Tuesday 29 December 2015

Android N

Will Not Use Oracle's Proprietary Java APIs, Google Confirms



Amid its years-long lawsuit with Oracle, Google may have found a way
to circumvent the situation. The search engine giant has confirmed that
it will strip the parts of Android that are being disputed by Oracle and
switch to an open source alternative instead.
Google has confirmed that Android N will ship without Oracle's proprietary
Java application programming interfaces. Instead, the company will be
utilising OpenJDK, an open source version of Oracle's Java Development
Kit. As you may wonder, OpenJDK is also controlled by Oracle, but Google
is legally permitted to use it.
"As an open-source platform, Android is built upon the collaboration of the
open-source community," a Google spokesperson told VentureBeat. "In our
upcoming release of Android, we plan to move Android's Java language libraries
to an OpenJDK-based approach, creating a common code base for developers
to build apps and services."
In 2010, Oracle sued Google on the grounds of copyright and patent infringement.
Oracle, which had acquired Sun Microsystems earlier in the same year, said that
Android cannot use Java's API without permission.

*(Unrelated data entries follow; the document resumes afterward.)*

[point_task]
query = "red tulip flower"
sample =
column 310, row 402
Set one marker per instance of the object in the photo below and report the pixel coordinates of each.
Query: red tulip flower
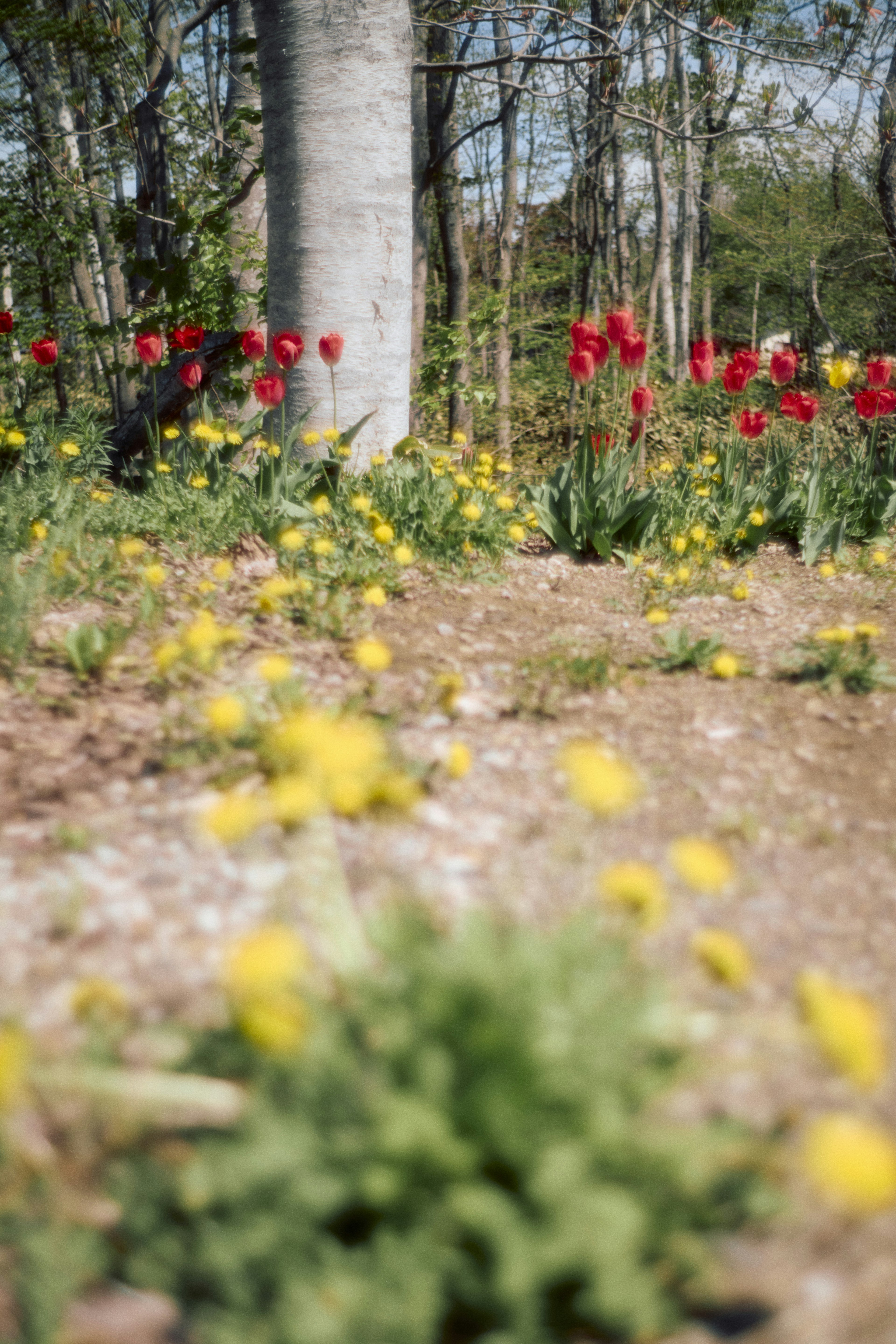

In 2012, a judge found that
Google did not infringe on Oracle's patents. The decision was, however,
reversed in 2014 in Oracle's favor, adding that Java's APIs can be copyrighted.
What's worth noting is that Google has never denied of utilising Java APIs in
Android,though it insists that APIs cannot be copyrighted. These APIs make
it easier for Java programmers to write apps for Android. APIs, for those
unfamiliar, enable two applications to interact with each other.
It isn't clear whether Google is just being clever and trying to remove
reliance on controversial APIs, or if it is a result of an internal settlement
between the two companies. Google insists that it has been
 using OpenJDK alongside Java APIs for quite some time.